Boom In Farm Land

According to the Independent, the price of farmland is rising at its fastest rate for more than 30 years as wealthy city dwellers and overseas buyers seek a slice of idyllic rural England and jittery investors rush to move their money out of stocks and shares because of the global credit crunch.

In contrast to falling residential and commercial property values, the average price of farmland rose by more than 10 per cent in the first quarter of 2008, according to a study of agricultural property sales which will be published this month. Arable land, in particular, has become so profitable that its average price has soared from £4,000 an acre in January last year to £5,500 an acre today.

According to the Royal Institution of Chartered Surveyors, the value of farmland rose by 28 per cent during the second half of 2007. The last time agricultural property prices increased at such a rate was during the late 1970s, when annual increases of 40 per cent were common. Knight Frank believes prices will continue to rise by between 10 and 20 per cent this year.

The increases are being fuelled by the astonishing demand for agricultural holdings at a time when food prices are at an all-time high and when very little farmland is coming up for sale. Savills Private Finance, an independent mortgage broker, said the amount of land coming on to the public market each year was down from about 600,000 acres per year in the 1960s to 125,000 acres a year today.

The price of wheat and other cereals has more than doubled in 12 months. While that means the cost of food is going up, it has also improved the profitability of arable farming and made it an attractive investment. At the same time, Britain’s agricultural land is attracting interest from abroad.

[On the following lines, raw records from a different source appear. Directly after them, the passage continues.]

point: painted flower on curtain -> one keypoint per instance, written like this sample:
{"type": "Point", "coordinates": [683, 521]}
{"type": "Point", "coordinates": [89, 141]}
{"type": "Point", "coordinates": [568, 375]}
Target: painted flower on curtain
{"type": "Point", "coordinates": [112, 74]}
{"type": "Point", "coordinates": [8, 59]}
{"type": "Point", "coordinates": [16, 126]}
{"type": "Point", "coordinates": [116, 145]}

While more and more British farmers are buying up farms in Russia and the former Soviet states, our farmland is relatively cheap by western European standards. Fifteen per cent of British farms are now sold to overseas buyers. Last year, the Dutch overtook the Irish as the chief foreign purchasers, snapping up 6 per cent of the available property, compared to Ireland’s 5.5 per cent. Investors from Denmark bought 3 per cent, as did others from Sweden, Norway and Finland. While studies show that the Irish tend to favour farmland in the west of England, northern European buyers are looking increasingly to East Anglia.

The boom in agricultural property is mirrored across the Atlantic. The most recent figures from the US Department of Agriculture show that the price of an average acre of arable land rose by 13 per cent in 2007 and is likely to go up by a further 15 per cent this year.